2. The nozzle surface cleaning device according to claim 1,

wherein the collecting portion includes a suction portion that sucks the surplus washing liquid from the wiping member to which washing liquid has been supplied.

3. The nozzle surface cleaning device according to claim 1,

wherein the collecting portion includes a compression portion that squeezes out the surplus washing liquid from the wiping member to which washing liquid has been supplied.

4. The nozzle surface cleaning device according to claim 1,

wherein the collecting portion includes an air blowing portion that vaporizes the surplus washing liquid by blowing air to the wiping member to which the washing liquid has been supplied.

5. The nozzle surface cleaning device according to claim 1,

wherein the collecting portion includes a heating portion that vaporizes the surplus washing liquid by heating the wiping member to which the washing liquid has been supplied.

6. The nozzle surface cleaning device according to claim 1,

wherein the washing liquid supplying portion reuses the surplus washing liquid that is collected by the collecting portion.

7. The nozzle surface cleaning device according to claim 1, further comprising:

a measuring portion that measures the amount of washing liquid contained in the wiping member from which the washing liquid has been collected,

wherein the collecting portion collects the surplus washing liquid from the wiping member to which the washing liquid has been supplied so that the measured amount of the washing liquid become constant.

8. The nozzle surface cleaning device according to claim 1,

wherein the wiping portion wipes the nozzle surface several times by making the wiping member and the ink-jet head move relative to each other several times, and

the collecting portion makes the amount of washing liquid, which is to be collected at the final wiping of the several times of wiping, larger than the amount of washing liquid that is to be collected at the previous wiping.

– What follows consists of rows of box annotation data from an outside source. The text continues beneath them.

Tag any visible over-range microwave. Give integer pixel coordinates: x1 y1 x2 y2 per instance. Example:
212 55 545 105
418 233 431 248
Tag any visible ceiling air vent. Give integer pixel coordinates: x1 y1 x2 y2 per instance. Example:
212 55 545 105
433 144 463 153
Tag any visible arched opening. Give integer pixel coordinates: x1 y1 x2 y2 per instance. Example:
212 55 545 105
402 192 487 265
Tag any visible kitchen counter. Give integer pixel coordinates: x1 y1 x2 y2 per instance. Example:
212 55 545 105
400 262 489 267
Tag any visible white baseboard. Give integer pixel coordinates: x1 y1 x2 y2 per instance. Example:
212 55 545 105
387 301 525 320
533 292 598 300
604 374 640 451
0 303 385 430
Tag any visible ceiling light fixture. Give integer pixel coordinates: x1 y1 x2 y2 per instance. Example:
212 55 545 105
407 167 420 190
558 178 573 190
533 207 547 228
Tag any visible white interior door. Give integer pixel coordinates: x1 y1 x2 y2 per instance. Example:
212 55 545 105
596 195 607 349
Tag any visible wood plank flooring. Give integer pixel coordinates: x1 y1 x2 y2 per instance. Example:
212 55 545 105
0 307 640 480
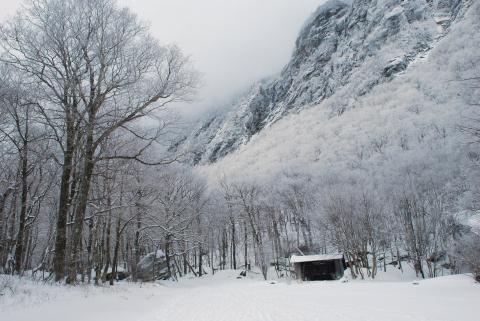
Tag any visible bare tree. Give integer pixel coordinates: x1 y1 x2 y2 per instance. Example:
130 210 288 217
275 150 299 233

9. The nozzle surface cleaning device according to claim 1, further comprising:

a determination portion that determines a degree of contamination of the nozzle surface,

wherein the collecting portion makes the amount of washing liquid to be collected be smaller than a predetermined amount when the determination portion determines that the degree of contamination is high, and makes the amount of washing liquid to be collected be larger than a predetermined amount when the determination portion determines that the degree of contamination is low.

10. An ink-jet recording device comprising:

a conveying portion that conveys a medium;

an ink-jet head that records an image on the medium conveyed by the conveying portion by discharging ink droplets to the medium; and

the nozzle surface cleaning device according to claim 1 that cleans a nozzle surface of the ink-jet head.

11. The ink-jet recording device according to claim 10,

wherein a plurality of ink-jet heads are disposed on a conveying path of the medium, and each of the ink-jet heads is provided with the nozzle surface cleaning device.